Überraschenderweise nahm Varx die Vorlage nicht auf, wie es sonst für ihn typisch war. Weder Leber noch laus animierten ihn zu einer launigen Nachfrage. „Es ist nichts weiter. Es ist nur alles so ... fremd für mich. Ich hätte nicht gedacht, dass es so ist hier draußen.“

„Das kann ich nachempfinden. Meine Welt war vor noch nicht allzu langer Zeit auch stark begrenzt. Ich musste mich auch erst in der Freiheit zurechtfinden.“

Varx schwieg.

„Aber das ist nicht alles, oder?“, bohrte Sahbu nach. Er spürte einfach, dass da mehr war, sehr viel mehr. „Was hat dich vorhin so gebannt? Was hast du im See gesehen? Ich könnte schwören, dass es die Ursache für dein Verhalten ist. Vorher warst du anders. Der Wandel setzte erst hier ...“ Er zeigte ins Wasser und sah dabei seinen Arm, der im Spiegel erschien. „... ein.“

Plötzlich kam ihm ein Verdacht. „Beug dich vor“, verlangte er von Varx.

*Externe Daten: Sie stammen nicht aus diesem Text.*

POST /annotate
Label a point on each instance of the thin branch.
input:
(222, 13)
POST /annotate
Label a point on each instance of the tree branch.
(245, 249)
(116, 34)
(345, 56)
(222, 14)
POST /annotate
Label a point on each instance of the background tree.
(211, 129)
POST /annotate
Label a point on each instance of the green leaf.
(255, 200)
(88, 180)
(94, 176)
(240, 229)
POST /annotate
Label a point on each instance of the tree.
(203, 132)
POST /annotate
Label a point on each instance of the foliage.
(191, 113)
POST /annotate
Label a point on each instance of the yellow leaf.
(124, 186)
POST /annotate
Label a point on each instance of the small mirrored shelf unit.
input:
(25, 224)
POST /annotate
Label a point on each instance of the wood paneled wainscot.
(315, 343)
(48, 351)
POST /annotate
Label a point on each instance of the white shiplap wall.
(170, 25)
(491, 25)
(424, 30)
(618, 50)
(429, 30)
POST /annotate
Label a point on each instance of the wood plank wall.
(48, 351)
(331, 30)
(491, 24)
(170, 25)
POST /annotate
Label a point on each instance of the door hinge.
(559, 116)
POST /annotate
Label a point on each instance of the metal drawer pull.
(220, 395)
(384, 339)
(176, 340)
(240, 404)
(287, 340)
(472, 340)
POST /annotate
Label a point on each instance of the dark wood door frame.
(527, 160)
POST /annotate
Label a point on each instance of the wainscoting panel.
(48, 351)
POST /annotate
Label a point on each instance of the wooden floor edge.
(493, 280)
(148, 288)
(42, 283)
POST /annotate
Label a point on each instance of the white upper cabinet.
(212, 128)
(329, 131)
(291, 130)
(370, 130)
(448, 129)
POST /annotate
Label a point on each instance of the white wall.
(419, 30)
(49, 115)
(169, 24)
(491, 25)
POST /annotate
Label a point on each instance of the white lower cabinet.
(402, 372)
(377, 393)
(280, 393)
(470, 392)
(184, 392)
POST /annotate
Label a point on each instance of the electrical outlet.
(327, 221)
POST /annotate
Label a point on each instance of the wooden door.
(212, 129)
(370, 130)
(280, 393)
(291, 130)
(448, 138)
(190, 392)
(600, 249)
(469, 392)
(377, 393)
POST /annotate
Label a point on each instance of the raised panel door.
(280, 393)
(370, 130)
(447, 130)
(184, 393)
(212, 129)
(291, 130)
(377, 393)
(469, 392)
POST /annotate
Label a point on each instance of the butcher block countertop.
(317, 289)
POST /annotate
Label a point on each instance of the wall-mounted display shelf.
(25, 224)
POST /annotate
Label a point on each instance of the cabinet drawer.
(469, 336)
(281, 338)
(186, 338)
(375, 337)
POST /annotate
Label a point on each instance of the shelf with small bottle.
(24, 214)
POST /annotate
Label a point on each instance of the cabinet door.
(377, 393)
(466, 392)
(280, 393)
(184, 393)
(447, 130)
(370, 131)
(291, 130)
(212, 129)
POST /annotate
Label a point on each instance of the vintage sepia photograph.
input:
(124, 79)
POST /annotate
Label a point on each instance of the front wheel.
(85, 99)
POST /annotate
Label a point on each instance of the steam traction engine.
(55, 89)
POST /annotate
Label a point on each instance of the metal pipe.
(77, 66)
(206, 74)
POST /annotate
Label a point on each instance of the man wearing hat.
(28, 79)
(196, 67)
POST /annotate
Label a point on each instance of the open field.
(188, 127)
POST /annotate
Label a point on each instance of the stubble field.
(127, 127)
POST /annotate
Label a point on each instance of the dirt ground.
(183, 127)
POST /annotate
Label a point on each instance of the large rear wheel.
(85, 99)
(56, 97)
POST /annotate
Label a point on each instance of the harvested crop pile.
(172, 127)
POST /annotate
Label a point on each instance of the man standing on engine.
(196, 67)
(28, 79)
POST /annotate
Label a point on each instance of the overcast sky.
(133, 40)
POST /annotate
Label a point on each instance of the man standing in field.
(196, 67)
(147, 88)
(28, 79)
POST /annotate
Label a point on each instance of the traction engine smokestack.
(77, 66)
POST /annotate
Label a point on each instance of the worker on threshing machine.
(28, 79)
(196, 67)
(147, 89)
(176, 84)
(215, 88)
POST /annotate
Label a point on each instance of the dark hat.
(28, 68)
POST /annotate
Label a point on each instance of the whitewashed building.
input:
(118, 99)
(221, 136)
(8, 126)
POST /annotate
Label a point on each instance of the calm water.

Der Sternling sträubte sich. „Wozu?“

„Beug dich einfach vor und sag mir, was du siehst. Bin ich nicht dein Herr und Meister? Eine so kleine Bitte wirst du mir doch erfüllen können.“

Der Schattenhafte gab sich einen Ruck. Sahbu, der ebenfalls wieder weit vorgebeugt dastand, sah Kopf und Oberkörper des Wesens neben sich im Spiegel des Wassers auftauchen.

„ Das ist es – oder?“

Varx nickte stumm. Sahbu fror plötzlich neben ihm, als würde der Sternling tatsächlich die Temperatur in der Umgebung zum Sinken bringen.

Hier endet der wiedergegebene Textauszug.